Бакинские газеты старались в каждом номере сообщить сенсационные сведения из биографии профессора. То, что профессор глотал микробов — возбудителей опаснейших болезней, на Мартынова, который к существованию микробов относился несколько скептически, особенного впечатления не произвело. Но, оказывается, профессор научно доказал, что страшную заразу переносят грызуны! Об этом Мартынов прочел не без интереса.

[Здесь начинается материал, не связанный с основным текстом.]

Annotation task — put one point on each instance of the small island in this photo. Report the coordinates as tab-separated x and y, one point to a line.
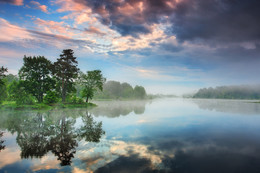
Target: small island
42	84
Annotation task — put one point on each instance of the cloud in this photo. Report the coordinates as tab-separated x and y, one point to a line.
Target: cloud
57	36
38	6
13	2
11	32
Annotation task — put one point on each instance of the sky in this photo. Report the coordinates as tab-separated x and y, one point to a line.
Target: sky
167	46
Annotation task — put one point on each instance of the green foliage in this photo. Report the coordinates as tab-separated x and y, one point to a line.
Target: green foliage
116	90
65	71
3	92
51	97
76	100
18	93
36	74
139	92
229	92
2	74
92	81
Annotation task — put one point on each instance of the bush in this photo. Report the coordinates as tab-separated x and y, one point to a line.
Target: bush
75	99
25	99
51	97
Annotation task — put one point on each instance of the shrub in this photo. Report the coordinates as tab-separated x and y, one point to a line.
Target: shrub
51	97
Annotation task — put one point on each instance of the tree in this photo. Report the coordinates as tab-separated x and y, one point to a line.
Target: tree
91	81
66	71
2	74
17	92
127	90
36	73
139	92
3	93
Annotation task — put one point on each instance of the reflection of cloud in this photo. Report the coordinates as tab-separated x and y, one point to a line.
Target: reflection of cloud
99	155
117	108
46	162
230	106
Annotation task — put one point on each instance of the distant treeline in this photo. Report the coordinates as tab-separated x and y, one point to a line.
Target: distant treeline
229	92
117	90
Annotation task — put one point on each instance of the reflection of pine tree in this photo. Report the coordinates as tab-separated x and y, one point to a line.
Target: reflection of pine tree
91	131
33	138
2	147
38	134
63	142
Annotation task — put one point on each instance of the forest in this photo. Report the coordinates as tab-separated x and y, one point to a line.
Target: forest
40	81
230	92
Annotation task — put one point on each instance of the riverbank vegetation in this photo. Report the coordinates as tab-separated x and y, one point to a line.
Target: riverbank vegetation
42	84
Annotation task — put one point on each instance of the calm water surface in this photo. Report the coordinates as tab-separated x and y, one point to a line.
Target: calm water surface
164	135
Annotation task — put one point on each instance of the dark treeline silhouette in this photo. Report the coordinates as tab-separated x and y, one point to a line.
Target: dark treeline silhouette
40	133
39	80
117	90
229	92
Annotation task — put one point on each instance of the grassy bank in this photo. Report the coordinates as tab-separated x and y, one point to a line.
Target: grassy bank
11	105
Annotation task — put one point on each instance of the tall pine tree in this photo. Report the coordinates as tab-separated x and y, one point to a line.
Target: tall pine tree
66	71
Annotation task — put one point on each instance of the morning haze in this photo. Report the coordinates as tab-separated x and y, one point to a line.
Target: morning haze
129	86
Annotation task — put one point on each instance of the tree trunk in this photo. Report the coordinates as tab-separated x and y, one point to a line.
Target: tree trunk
63	91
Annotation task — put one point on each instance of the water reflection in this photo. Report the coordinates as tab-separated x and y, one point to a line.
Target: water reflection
38	134
2	146
183	138
230	106
117	108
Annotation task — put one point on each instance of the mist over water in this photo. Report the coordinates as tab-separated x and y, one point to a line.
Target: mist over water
163	135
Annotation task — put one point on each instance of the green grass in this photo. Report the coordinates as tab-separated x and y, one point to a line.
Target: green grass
11	105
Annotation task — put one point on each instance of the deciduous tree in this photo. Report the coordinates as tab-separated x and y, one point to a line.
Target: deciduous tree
91	81
36	74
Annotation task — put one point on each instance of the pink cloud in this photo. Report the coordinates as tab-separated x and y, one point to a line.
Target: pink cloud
38	6
13	2
53	27
11	32
70	5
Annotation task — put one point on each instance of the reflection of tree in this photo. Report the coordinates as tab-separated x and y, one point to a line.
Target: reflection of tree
63	142
2	147
37	134
91	131
33	137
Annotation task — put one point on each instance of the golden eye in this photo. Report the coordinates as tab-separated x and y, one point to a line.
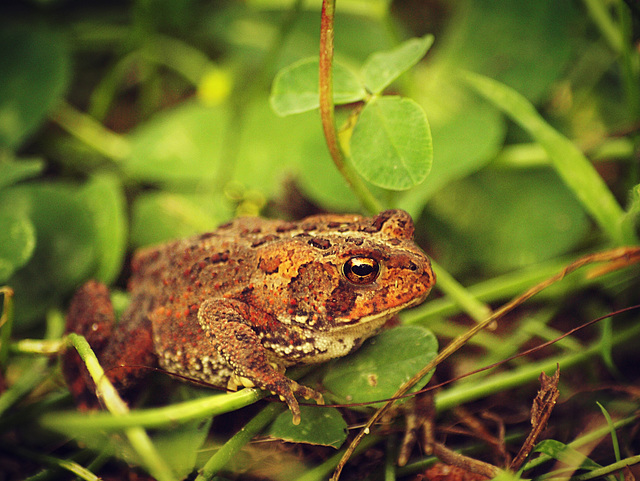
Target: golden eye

Зная из отчаянных донесений портового врача о чудовищном количестве крыс в порту, Мартынов кликнул клич среди учащихся средних учебных заведений и собрал несколько крысоистребительных отрядов, составленных из учеников четвертого и пятого классов гимназии и реального училища. Вооруженные короткими, заостренными на конце металлическими спицами, крысоистребители с пением «Как ныне сбирается вещий Олег» браво продефилировали в направлении порта мимо здания градоначальства, повернув головы в сторону балкона, где, заложив руки за спину, стоял сам Мартынов.